07 August 2012

Kenilworth Castle

The royal chamberlain Geoffrey de Clinton built the keep at Kenilworth in the 1120s. King John added, in the early 1200s, an additional circuit of walls and a dam in order to provide the castle with a defensive lake. But it was John of Gaunt who developed Kenilworth into a palace, principally through constructing the great hall (above), between 1373 and 1380.

In 1563 the castle was given by Queen Elizabeth I (Elizabeth for Scottish readers) to Robert Dudley, Earl of Leicester, quite possibly her lover but most certainly her favourite. Dudley lavished money on the palace, making it fit to receive his queen on her progresses through her realm. 

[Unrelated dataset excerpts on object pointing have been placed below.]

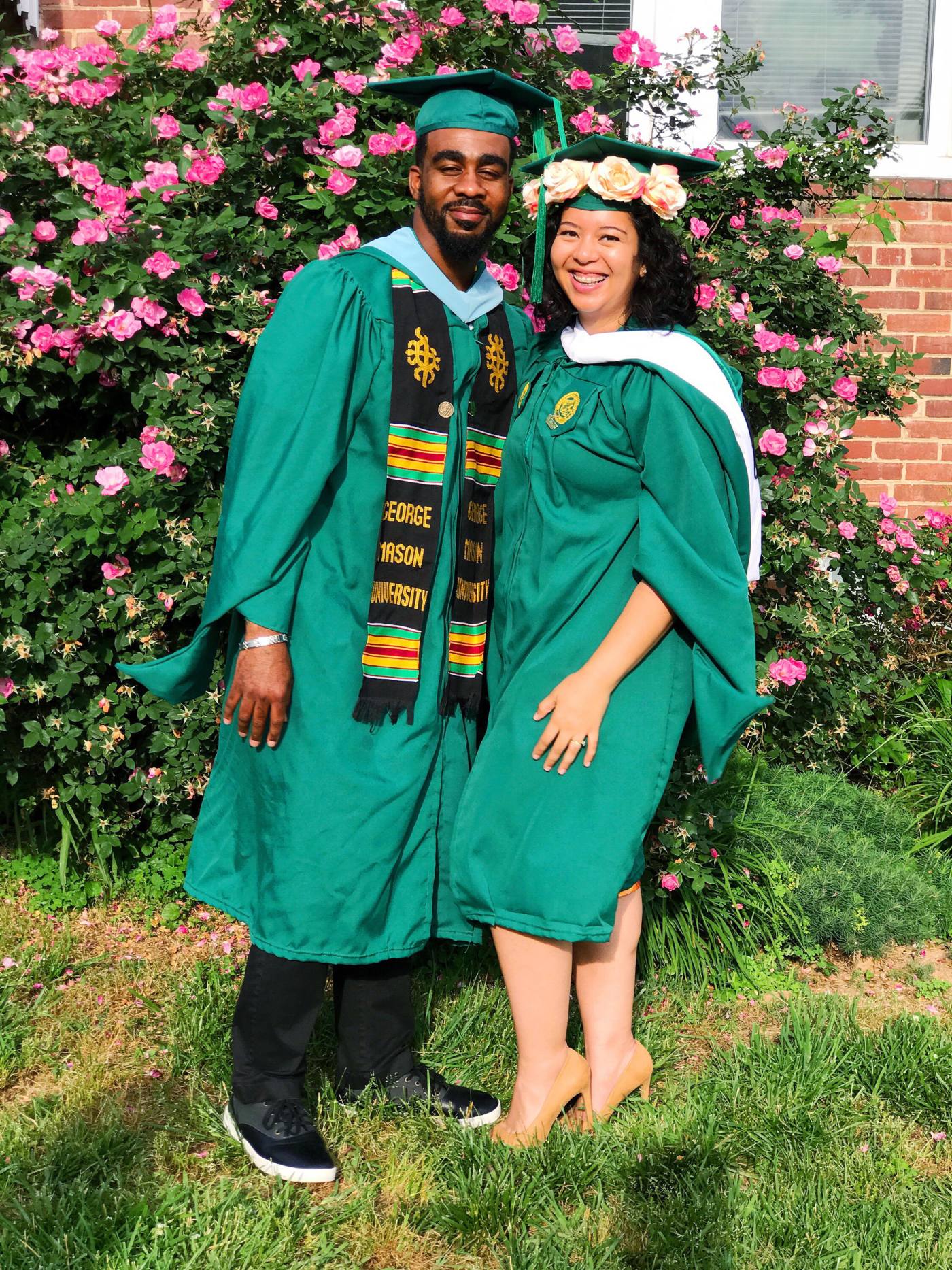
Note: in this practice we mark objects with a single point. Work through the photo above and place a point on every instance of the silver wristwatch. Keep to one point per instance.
(262, 641)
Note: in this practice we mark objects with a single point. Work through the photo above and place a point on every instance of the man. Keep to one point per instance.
(354, 546)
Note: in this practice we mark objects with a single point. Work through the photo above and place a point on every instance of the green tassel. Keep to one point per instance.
(540, 258)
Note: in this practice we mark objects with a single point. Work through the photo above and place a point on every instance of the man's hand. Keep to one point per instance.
(262, 684)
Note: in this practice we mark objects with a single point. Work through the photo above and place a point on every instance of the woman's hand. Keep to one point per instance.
(577, 706)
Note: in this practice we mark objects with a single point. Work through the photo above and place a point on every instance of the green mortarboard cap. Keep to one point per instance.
(486, 101)
(597, 148)
(594, 149)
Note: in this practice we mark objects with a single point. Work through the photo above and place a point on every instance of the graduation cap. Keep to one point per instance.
(486, 101)
(605, 173)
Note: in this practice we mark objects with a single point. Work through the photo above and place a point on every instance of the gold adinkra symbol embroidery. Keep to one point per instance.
(424, 358)
(496, 363)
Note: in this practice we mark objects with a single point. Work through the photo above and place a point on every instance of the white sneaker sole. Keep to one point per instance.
(470, 1122)
(269, 1167)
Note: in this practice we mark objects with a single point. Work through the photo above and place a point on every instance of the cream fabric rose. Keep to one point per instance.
(663, 190)
(616, 178)
(565, 178)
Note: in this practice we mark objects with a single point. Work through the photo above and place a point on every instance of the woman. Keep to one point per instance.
(628, 518)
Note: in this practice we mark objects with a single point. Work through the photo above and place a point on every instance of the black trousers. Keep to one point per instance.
(278, 1006)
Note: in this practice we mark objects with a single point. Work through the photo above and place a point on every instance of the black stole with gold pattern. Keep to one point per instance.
(420, 417)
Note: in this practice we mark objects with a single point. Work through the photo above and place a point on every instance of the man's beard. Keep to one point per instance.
(458, 244)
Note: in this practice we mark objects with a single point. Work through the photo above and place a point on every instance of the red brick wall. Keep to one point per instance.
(75, 19)
(911, 284)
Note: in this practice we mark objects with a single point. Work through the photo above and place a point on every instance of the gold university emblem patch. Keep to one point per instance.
(424, 358)
(564, 410)
(496, 363)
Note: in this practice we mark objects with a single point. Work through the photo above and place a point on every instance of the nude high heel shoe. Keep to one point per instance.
(573, 1081)
(635, 1075)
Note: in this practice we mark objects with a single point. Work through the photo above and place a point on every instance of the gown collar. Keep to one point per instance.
(404, 248)
(691, 360)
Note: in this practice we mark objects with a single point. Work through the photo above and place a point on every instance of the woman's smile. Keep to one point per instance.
(596, 258)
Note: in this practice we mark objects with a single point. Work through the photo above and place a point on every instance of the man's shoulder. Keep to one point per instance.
(358, 272)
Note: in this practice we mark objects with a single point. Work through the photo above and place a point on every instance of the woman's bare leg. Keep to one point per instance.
(605, 982)
(537, 974)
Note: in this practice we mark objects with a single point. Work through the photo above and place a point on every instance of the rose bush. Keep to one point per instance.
(160, 186)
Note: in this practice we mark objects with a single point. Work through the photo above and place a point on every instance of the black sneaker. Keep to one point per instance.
(469, 1107)
(281, 1139)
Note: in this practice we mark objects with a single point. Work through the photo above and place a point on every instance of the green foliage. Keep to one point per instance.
(858, 875)
(105, 778)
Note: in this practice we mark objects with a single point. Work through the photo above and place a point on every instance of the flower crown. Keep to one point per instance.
(613, 178)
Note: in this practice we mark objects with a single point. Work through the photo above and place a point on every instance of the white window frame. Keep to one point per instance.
(666, 22)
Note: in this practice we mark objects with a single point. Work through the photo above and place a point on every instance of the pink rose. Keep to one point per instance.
(190, 301)
(381, 144)
(350, 240)
(579, 80)
(254, 97)
(339, 182)
(348, 156)
(111, 479)
(160, 265)
(88, 233)
(524, 14)
(116, 571)
(787, 671)
(568, 39)
(124, 324)
(846, 388)
(354, 84)
(167, 126)
(158, 456)
(307, 67)
(772, 156)
(772, 442)
(404, 137)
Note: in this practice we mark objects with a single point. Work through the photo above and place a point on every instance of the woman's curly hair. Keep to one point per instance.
(663, 297)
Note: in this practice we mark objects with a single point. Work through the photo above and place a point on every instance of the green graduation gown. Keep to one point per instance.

Leicester caused to be built a new gatehouse (above and below) to provide a grand arrival space. Although the interior was solidly Elizabethan, the exterior design echoed the style of a century earlier, and has about it shades of the castle at nearby Kirby Muxloe. The gatehouse is virtually intact.

Dudley also created what is now known as the Elizabethan Garden, for the queen's fourth sojourn at Kenilworth, in 1575. Of 19 days' duration, such a visit would have financially ruined a less-favoured member of the court. The garden was recreated in 2009, and includes a large wooden aviary (below).

After the Civil War, in 1650, the defensive parts of the castle were slighted. Sir Walter Scott was inspired by the resultant ruins to pen his 1821 novel, Kenilworth. Since 1984 the castle has been in the care of English Heritage, who have carefully restored key elements without making Disney-esque mistakes.